DOT Announces Signing of Highway 23 Environmental Impact Statement

The Wisconsin Department of Transportation is announcing the
signing of the Highway 23 Limited Scope Supplemental Environmental Impact
Statement today – along with the Record of Decision. That will allow the
Highway 23 expansion in Fond du Lac and Sheboygan counties to
move from preliminary design to the final design and construction phases. 

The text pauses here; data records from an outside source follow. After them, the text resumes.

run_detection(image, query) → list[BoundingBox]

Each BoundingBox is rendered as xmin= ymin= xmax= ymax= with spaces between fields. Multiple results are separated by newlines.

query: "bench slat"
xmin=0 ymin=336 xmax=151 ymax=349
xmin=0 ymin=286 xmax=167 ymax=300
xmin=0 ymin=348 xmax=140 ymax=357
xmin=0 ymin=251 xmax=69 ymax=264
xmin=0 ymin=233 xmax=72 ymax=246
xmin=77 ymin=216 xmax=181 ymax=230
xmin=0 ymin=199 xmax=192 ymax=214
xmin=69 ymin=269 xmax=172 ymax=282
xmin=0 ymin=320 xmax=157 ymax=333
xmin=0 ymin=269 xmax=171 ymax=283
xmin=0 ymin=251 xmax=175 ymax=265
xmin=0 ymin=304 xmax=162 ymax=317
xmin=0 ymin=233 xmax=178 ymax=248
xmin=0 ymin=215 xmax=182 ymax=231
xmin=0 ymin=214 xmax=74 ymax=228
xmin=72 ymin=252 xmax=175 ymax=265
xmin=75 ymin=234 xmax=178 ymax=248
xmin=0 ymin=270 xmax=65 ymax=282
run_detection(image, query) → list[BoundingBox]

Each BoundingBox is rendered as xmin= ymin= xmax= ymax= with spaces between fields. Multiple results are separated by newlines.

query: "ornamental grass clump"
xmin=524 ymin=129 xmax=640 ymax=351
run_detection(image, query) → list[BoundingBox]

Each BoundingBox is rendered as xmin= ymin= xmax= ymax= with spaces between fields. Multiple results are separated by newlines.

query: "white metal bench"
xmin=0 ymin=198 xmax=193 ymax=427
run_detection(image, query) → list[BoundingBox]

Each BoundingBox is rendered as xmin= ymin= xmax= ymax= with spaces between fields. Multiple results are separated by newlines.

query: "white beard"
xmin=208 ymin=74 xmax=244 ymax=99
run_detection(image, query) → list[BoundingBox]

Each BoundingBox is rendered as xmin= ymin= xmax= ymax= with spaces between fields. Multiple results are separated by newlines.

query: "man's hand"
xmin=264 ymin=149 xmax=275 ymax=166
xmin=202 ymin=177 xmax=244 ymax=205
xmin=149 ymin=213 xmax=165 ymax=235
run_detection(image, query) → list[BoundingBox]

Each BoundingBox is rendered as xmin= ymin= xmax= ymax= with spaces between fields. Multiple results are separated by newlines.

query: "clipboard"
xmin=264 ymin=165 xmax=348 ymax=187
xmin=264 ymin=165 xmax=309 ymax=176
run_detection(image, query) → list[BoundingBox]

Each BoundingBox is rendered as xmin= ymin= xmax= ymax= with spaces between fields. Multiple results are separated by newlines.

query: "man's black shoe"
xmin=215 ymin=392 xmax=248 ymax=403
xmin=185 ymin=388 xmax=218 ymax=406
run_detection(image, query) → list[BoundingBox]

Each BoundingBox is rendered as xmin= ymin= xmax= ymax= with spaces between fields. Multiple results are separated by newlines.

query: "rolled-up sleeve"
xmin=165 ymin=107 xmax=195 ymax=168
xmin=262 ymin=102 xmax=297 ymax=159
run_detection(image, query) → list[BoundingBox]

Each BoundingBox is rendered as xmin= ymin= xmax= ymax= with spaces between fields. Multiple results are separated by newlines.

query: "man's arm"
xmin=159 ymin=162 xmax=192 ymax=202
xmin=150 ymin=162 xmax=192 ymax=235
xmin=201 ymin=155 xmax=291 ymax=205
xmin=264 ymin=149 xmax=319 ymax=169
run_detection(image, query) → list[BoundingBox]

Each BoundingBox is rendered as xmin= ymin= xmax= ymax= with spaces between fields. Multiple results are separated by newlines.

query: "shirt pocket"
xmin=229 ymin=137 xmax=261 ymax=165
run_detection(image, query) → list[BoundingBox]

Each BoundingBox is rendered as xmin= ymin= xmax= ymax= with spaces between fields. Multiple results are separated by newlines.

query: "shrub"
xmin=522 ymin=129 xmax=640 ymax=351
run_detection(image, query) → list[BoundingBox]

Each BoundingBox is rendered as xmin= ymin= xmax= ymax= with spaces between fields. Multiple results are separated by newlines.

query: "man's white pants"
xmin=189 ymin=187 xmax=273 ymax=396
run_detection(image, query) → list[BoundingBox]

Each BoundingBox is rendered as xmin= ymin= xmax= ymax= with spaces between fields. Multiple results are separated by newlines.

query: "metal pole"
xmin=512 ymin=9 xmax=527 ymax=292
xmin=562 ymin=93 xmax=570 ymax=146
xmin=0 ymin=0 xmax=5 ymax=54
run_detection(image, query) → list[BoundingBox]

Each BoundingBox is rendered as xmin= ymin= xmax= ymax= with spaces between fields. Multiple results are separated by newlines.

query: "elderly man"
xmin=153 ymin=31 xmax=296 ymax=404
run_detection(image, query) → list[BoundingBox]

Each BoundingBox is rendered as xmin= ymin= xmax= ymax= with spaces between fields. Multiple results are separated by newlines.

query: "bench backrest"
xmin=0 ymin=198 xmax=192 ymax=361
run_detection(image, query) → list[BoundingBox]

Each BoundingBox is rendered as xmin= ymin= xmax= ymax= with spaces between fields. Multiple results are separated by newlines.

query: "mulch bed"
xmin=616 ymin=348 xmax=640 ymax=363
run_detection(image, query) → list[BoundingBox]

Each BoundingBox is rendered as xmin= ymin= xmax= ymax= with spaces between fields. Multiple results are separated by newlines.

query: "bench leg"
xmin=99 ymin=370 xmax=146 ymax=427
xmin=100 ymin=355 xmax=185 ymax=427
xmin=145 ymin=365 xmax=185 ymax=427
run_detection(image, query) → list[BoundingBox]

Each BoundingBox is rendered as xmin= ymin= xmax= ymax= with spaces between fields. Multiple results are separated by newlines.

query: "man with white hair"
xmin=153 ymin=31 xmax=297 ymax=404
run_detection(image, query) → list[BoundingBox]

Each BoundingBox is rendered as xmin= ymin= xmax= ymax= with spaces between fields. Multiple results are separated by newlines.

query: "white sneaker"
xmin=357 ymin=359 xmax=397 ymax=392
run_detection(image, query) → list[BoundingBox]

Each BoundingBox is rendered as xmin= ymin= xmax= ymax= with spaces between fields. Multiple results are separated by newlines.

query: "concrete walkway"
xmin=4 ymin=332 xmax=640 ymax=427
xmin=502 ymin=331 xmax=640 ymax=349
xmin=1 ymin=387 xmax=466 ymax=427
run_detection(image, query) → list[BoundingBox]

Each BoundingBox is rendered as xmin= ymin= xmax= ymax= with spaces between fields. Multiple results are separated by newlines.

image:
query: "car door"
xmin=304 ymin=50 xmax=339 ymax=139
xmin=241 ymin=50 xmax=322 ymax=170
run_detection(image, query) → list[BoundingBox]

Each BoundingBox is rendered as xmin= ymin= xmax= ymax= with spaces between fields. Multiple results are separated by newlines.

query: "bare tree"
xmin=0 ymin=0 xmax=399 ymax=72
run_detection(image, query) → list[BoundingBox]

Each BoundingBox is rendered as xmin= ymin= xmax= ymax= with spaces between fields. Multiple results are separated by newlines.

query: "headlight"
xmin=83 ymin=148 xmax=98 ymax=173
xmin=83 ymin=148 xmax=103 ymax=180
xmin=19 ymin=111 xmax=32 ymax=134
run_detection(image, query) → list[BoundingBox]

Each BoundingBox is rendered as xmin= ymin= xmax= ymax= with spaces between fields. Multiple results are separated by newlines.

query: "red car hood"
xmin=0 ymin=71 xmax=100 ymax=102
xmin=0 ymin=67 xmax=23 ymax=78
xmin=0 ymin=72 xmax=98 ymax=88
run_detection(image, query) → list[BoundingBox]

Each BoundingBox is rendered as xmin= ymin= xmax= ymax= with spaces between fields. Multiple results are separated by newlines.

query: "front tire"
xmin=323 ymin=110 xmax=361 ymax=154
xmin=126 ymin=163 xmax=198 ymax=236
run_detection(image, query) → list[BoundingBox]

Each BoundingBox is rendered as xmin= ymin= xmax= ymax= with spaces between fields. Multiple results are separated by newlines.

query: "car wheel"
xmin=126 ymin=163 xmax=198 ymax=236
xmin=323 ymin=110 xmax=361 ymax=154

Project Manager Bryan Lipke says “the statement itself shows how it affects the environment, evaluates traffic operations, safety, wetlands, all of the natural resources you would find along the corridor. And when I say it evaluates the alternatives, it looks at different options – one of them being a four-lane capacity expansion, and other alternatives are looked at as well.”

Any
legal challenges to the decision must come within a 150-day timeframe. But Lipke 
thinks they’ve done enough to
prevent further legal delays. 

He tells us “we feel extremely confident. I mean, we’ve litigated for the last
number of years. This document has looked at every previous litigation item and
considered it. We’ve gone above and beyond in regards to the items that vacated
our previous project in 2014-2015. We feel doubly sure that we have a good,
solid document – that if they do just file a lawsuit, we would still be able to
move forward and it wouldn’t be a concern.”

The
project plans to reconstruct 19.1 miles of Highway 23 – turning it into a
four-lane, on-alignment divided highway – stretching from Highway 151 in Fond du Lac to County
P in Plymouth. It will also include several
intersections and an expressway designation to preserve future right of way for
other improvements.

If no further legal challenges arise to delay the project,
the DOT will begin reconstruction next summer in Sheboygan
County. Lipke says “that first project in 2019, and then as you move from the east end of the corridor to the west into Fond du Lac – construction should wrap up in 2022 in the urban area of Fond du Lac. There’s quite a few interchanges, overpasses, just a sizeable project, and it will take about three to four years to complete.”